O que faz então a diferença? Primeiro, o cuidado com o produto. Os ovos rotos foram dos melhores que se comeram em Portugal, não apenas porque vinham com a batata frita devidamente empapada em ovo e salsa, mas porque a gordura era de uma óptima linguiça de porco preto de Barrancos. Outro exemplo. As pataniscas “à Lisbonense de um dos almoços” trazia um carolino de qualidade, marca Bom Sucesso, das lezírias ribatejanas. Acrescem um queijo fresco da histórica Tété, tiras de porco preto de Avis e carne de vaca de espécies consagradas, como a Charolesa e a Mirandesa.
Mas não é só matéria-prima. A cozinha sabe o que compra mas também sabe como cozinha. Um dos pratos mais intensos e complexos são os mexilhões com queijo da Ilha, bela adaptação de um clássico. Nunca vi bivalves tão grandes, carnudos e suculentos — tão melhores do que os espécimes raquíticos que andam por aí, supostamente galegos e tugas. Estes, apesar de virem da Nova Zelândia, pareciam ter sido apanhados nessa manhã e combinam na perfeição com o picante gordo do queijo açoriano.
As sobremesas também não falham. A crème brulée é imperdível, e há também uma tarte de maçã modernaça mas muito bem montada, a base de bolacha escura comprimida manualmente, por cima camadas de maçã e canela. Já as farófias, embora afamadas, estavam salgadas (isso mesmo) e não tão atmosféricas como gostaria.
Outra razão para ir à Venteira é o serviço: rápido, simpático, educado, e isto apesar dos 50 lugares da sala estarem sempre ocupados e de a fila de clientes sem marcação ser fatal como o daesh. E, agora, vamos às contas.

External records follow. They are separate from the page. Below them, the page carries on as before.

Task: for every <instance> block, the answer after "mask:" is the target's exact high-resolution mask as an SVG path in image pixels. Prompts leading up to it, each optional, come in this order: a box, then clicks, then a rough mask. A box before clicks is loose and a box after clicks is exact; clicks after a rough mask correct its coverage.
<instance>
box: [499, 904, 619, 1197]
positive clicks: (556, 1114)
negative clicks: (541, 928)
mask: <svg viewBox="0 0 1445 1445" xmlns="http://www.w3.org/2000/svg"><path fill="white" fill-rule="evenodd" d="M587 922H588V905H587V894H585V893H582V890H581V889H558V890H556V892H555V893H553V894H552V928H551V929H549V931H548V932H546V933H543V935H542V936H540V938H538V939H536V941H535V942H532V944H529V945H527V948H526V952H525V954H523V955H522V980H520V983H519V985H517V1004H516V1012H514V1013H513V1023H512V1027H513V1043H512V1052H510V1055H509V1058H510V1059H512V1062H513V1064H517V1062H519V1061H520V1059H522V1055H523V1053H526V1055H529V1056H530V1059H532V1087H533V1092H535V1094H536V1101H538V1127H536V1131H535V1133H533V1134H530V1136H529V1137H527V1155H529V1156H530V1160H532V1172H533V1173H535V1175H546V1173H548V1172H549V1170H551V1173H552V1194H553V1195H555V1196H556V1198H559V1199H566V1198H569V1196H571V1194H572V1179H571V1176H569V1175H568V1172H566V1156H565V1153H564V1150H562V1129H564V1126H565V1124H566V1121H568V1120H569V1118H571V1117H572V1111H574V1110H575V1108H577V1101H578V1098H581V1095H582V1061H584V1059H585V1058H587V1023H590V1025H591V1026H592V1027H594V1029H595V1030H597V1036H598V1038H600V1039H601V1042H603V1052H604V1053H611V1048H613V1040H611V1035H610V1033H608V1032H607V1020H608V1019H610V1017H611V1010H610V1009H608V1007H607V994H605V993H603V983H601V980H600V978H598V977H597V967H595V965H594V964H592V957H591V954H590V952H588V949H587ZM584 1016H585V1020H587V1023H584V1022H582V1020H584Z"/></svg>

Na Lisboa gentrificada dificilmente um jantar como o que fizemos custaria menos de 25 a 30euros (com um copo de vinho, embora haja escolhas muito competentes na garrafeira). Aqui, come-se por metade do preço e o parquímetro custa cêntimos. Ou seja. Se for o caso, meta-se no IC19, saia na Amadora e é sempre em frente até à Maria Azeitona. Fora das horas de ponta, demora menos do que se tiver de atravessar a Avenida da Liberdade.
*As críticas da Time Out dizem respeito a uma ou mais visitas feitas pelos críticos da revista, de forma anónima, à data de publicação em papel. Não nos responsabilizamos nem actualizamos informações relativas a alterações de chef, carta ou espaço. Foi assim que aconteceu.